In a way, Turning might draw a parallel musical path that follows along Furr’s long journey with grief. Stark and simple arrangements highlight the intimacy of his vocals while his lyrics put you right in his heart, where the all the complicated emotions, pain, anger, gratitude, and hope reside. The album opens with a trio of beautiful ballads, the stirring “Balmorhea” and the confessional “Not That Bad” followed by the wistful “Instrumental.”

The record literally turns then. Beginning with the title track, Furr’s tender outpouring gives way to a lift in tone. There’s a parting in the grayness overhead. The tempo rises a bit, and an almost cheery progression rolls along as he sings, “Outside the sun and moon are turning / Inside my heart, there’s turning, too / I don’t know what set this all in motion  / but I’m happy it led me to you.”

Suddenly we’re at this same juncture with Furr, feeling the shift from grief to promise. “Take Care” offers additional wisdom in bearing life’s slings and arrows while album closer “One Hour” is an important lesson in the appreciation of and holding onto fleeting things.

“One thing that I’ve learned and practiced through this is to try and hold everything in two hands,” he explained about the album’s balance. “There’s this immense sadness to this. It’s completely unexpected and cannot be solved. It feels like it’s the worst it’s ever been and you’re never going to get out of it. While at the same time, there’s still this survival that’s happening, or this hope, or this striving for something better that will come along and holding onto the joy that I knew before.”

Turning from pain to hope. On his latest album, Jacob Furr distills grief into a vibrant and uplifting image of the complexity of human emotion.
Photo by Carley Du Menil

He admits it often isn’t easy. “I’ve not always been good at it or that any of us are good at it. It takes a lot of strength to try to hold that balance. I could be really wrong, but it’s like you get practice at it. You reach a point where you can feel the pain and feel the joy and you can do them at the same time.”

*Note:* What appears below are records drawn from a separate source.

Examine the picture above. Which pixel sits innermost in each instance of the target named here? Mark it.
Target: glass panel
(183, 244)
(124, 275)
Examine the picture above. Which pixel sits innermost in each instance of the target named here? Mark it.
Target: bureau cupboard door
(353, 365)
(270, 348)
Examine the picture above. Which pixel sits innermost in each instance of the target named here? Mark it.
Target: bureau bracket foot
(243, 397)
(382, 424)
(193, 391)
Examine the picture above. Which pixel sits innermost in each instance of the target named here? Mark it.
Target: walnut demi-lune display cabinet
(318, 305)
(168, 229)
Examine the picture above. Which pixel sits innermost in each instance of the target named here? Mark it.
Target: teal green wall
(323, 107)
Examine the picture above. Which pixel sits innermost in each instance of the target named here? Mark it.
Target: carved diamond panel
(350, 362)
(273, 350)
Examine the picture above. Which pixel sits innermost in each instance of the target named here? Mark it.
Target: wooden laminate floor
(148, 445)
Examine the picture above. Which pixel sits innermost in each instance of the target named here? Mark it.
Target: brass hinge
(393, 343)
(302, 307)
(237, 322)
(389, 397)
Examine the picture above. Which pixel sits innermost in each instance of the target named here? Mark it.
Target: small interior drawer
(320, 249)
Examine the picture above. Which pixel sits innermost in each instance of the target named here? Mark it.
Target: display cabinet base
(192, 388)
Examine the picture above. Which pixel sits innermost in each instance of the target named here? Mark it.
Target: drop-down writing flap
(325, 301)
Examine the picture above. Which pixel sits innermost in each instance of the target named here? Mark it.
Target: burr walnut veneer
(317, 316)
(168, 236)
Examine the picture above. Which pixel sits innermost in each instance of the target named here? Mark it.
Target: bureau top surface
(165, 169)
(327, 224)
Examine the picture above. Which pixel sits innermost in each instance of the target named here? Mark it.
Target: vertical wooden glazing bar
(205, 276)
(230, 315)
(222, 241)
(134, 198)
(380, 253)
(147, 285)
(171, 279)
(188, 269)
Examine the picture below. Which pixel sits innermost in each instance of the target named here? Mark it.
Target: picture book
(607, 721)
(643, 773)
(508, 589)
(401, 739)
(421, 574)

The songs on Turning have a significant meaning for him, but he’s adamant that what they mean to the listener should be their own experience.

“What I’ve found is if I don’t say a whole lot about [my inspiration], it opens people up to their own interpretation of the songs,” he said. “People who have had similar grief experiences or just really difficult challenges in life seem to connect with them, and they’re able to find that connection without me having to be too [direct] about it.”

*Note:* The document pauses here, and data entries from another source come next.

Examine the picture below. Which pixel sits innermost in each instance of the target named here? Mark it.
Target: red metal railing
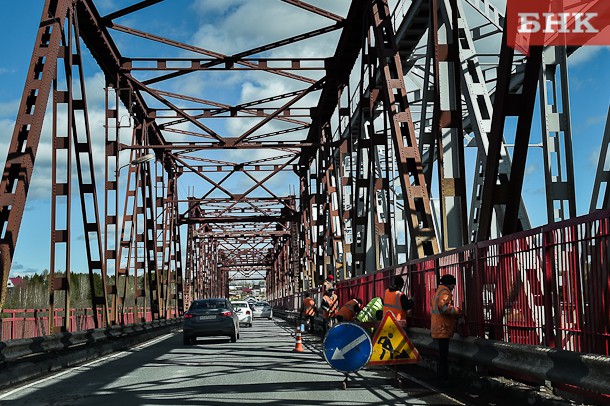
(29, 323)
(547, 286)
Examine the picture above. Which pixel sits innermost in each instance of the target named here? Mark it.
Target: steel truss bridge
(372, 123)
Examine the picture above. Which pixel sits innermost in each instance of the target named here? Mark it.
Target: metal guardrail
(586, 371)
(27, 358)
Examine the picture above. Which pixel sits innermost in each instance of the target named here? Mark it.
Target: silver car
(210, 317)
(262, 309)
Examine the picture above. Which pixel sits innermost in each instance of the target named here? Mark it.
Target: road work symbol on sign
(391, 344)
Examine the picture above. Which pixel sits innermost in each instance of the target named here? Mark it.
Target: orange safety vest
(309, 307)
(391, 303)
(443, 313)
(327, 285)
(332, 304)
(348, 311)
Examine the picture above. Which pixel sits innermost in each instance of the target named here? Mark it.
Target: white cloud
(585, 54)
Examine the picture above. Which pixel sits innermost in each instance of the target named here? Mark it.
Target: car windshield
(209, 304)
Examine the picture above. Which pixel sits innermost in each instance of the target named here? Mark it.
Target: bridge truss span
(357, 137)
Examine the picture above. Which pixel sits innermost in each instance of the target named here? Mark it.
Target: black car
(262, 309)
(210, 317)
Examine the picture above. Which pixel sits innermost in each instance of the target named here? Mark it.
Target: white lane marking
(83, 366)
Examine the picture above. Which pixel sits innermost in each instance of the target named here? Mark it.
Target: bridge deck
(261, 368)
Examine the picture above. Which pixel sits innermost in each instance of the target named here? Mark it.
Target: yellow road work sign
(391, 344)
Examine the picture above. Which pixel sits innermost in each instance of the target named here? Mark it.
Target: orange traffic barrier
(299, 345)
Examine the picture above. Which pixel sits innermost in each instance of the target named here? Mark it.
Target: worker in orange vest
(330, 306)
(329, 283)
(396, 301)
(348, 311)
(443, 322)
(308, 311)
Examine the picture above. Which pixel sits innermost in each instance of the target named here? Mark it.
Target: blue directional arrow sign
(347, 347)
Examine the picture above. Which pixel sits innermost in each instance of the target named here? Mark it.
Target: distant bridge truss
(371, 113)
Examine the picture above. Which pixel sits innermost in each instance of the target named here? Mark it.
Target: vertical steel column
(413, 184)
(177, 279)
(189, 272)
(362, 188)
(79, 144)
(305, 230)
(128, 248)
(506, 104)
(480, 109)
(602, 175)
(150, 245)
(88, 190)
(346, 185)
(447, 127)
(61, 194)
(111, 201)
(557, 135)
(21, 154)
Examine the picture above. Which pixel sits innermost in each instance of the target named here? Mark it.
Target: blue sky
(589, 88)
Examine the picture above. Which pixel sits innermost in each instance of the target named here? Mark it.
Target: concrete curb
(29, 358)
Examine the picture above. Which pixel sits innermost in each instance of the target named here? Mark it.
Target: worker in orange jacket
(330, 306)
(308, 311)
(329, 283)
(396, 301)
(348, 311)
(443, 322)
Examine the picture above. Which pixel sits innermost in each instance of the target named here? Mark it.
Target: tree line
(33, 292)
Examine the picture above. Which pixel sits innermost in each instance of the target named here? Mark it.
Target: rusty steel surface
(317, 150)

It is part of what makes him a devoted practitioner of the craft, what he calls “the soul work” of songwriting.

“That’s what I love about music,” he said, “it’s so open-ended. And it’s never finished. It’s not like the painting on your wall. That can change with the light or your mood or whatever. But music is such a fluid thing that you can’t really nail it down. Even songs you’ve been playing for 10 years and you think there’s not any room in them anymore, there’s still life that comes out of them. It’s a beautiful artform.”

Furr will celebrate the release of Turning with a sold-out show at The Post at River East on Friday.